Underground U.S. Government Operating 24/7
NewsMax.com
Friday, Mar. 1, 2002
President George W. Bush has revived the "Continuity of Operations Plan" due to growing concerns over terrorist threats of a nuclear attack on America, and our government has gone underground.
Bush created the Office of Homeland Security with Executive Order #13228. Tom Ridge, the office’s new director, in section 3(h) is tasked with the Continuity of Government.
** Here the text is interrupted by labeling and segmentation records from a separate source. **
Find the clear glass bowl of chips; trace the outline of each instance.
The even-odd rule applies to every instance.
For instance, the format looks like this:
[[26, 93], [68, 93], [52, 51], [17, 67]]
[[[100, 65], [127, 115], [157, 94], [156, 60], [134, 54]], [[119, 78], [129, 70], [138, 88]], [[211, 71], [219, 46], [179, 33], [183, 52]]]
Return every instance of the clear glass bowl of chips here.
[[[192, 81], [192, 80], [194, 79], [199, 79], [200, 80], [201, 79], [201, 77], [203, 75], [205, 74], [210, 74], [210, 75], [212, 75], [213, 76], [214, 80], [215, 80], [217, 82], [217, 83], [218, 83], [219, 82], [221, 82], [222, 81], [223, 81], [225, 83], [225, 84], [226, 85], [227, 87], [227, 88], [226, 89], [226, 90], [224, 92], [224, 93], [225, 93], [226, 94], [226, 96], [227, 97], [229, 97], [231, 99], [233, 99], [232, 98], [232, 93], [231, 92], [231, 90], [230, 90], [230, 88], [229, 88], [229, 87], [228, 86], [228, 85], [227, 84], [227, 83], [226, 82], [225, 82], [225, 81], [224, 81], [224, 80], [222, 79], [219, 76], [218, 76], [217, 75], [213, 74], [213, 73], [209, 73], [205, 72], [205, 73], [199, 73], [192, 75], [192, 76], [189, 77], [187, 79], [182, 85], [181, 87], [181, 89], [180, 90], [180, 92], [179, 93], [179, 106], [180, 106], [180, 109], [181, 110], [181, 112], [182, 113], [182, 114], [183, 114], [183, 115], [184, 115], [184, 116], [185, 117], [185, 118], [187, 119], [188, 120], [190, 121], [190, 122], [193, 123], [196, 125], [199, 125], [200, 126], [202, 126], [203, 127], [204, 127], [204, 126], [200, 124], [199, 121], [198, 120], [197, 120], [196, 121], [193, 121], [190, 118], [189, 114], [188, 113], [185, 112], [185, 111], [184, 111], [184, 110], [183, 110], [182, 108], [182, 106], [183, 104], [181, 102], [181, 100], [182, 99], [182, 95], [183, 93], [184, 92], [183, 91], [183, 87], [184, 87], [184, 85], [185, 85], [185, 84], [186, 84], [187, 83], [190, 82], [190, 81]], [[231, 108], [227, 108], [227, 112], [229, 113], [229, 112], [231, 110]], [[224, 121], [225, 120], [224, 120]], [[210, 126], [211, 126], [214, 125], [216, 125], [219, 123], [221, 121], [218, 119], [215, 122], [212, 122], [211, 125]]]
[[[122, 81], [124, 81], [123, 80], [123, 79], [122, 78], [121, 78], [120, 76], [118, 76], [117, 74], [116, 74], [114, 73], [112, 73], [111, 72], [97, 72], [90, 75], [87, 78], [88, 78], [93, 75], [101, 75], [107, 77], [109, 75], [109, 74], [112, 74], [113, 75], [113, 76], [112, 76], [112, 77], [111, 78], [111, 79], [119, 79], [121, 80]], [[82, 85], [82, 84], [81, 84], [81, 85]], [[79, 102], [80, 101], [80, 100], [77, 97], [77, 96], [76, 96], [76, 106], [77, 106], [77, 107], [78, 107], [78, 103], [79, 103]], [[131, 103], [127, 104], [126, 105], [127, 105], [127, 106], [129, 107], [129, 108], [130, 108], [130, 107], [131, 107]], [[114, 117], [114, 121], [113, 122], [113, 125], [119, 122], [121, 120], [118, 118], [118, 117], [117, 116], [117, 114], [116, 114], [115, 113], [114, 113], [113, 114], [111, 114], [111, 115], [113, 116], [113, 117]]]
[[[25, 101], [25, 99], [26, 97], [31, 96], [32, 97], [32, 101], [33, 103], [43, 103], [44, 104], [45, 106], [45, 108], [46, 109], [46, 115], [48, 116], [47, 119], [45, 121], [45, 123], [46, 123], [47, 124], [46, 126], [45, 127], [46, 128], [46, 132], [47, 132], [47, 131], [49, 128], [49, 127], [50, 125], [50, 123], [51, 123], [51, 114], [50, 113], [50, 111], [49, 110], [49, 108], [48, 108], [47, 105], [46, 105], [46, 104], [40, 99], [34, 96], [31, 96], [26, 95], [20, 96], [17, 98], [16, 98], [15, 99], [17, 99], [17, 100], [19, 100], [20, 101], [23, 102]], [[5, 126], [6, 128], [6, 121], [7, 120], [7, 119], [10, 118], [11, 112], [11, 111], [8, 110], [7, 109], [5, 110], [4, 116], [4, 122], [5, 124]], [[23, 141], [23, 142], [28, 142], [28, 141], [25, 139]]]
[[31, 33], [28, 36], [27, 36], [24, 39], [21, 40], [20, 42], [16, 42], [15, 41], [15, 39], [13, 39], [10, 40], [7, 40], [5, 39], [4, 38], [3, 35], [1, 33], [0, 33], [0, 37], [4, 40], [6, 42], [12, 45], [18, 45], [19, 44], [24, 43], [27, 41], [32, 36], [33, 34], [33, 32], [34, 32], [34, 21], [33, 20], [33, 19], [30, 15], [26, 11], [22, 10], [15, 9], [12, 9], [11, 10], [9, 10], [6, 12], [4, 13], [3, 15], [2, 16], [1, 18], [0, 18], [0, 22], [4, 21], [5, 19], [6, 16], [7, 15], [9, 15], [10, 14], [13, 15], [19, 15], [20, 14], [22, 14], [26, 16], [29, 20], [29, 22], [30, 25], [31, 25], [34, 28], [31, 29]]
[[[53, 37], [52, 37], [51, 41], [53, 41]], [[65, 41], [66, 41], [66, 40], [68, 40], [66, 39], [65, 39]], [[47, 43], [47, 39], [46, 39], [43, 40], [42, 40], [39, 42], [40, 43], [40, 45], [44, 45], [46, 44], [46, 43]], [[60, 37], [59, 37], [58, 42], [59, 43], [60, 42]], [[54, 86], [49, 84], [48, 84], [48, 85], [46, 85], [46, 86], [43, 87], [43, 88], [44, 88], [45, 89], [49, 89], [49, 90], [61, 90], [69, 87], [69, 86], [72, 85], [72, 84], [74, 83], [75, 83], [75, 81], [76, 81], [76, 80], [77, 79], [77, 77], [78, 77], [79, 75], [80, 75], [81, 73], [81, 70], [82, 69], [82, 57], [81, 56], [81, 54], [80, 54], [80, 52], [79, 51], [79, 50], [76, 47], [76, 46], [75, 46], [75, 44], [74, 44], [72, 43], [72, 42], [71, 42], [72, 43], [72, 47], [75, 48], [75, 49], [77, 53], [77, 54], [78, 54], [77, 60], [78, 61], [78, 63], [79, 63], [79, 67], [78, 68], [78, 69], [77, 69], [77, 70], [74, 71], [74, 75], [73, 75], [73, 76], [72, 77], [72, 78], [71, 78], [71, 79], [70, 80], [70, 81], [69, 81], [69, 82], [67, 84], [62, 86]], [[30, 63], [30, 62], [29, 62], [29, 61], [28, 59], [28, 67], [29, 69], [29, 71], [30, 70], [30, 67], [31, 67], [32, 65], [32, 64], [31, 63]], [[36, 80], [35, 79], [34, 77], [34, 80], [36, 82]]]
He "shall review plans and preparations for ensuring the continuity of the Federal Government in the event of a terrorist attack that threatens the safety and security of the United States Government or its leadership.”
Officials have not identified any specific nuclear threats as yet, but information the military gleaned from papers found in Afghanistan, and reports from intelligence sources, make the expense and trouble of the operations bunker a necessity.
Although the sites that house these subterranean chambers needed new computers and equipment, they have been rehabilitated.
The Washington Post is reporting that "high-ranking officials representing their departments have begun rotating in and out of the assignment at one of two fortified locations along the East Coast.”
Those on "bunker duty” have to be there, 24/7, far below the surface and a world away from their families, for 90 days at a time.
The number of people in a bunker at any one time can go up and down depending on the terrorist threat level reported by our intel community.
The only branch of government with delegates in the full-time shadow administration is the Executive. The military has it’s own continuity plan, as NewsMax.com’s Dave Eberhart explained in Where Uncle Sam Goes If Holocaust Comes To Town.
The objective of those in the bunker is to maintain control of America’s lifeline to its resources; food, water, energy and so on.
The goings on inside the "COG” as it’s known, seem to explain the virtual disappearance of Vice president Dick Cheney for the months post-September 11.
Cheney's survival assures constitutional succession, one official said, but "he can't run the country by himself." He has a group of federal managers with him to assure that the leadership of the free world will continue in the event of a catastrophe.
Without this backup system, one official said a nuclear detonation in the capital "would be `game over.' "
Joseph Hagin, White House deputy chief of staff, said: "We take this issue extraordinarily seriously, and are committed to doing as thorough a job as possible to ensure the ongoing operations of the federal government ... In the case of the use of a weapon of mass destruction, the federal government would be able to do its job and continue to provide key services and respond."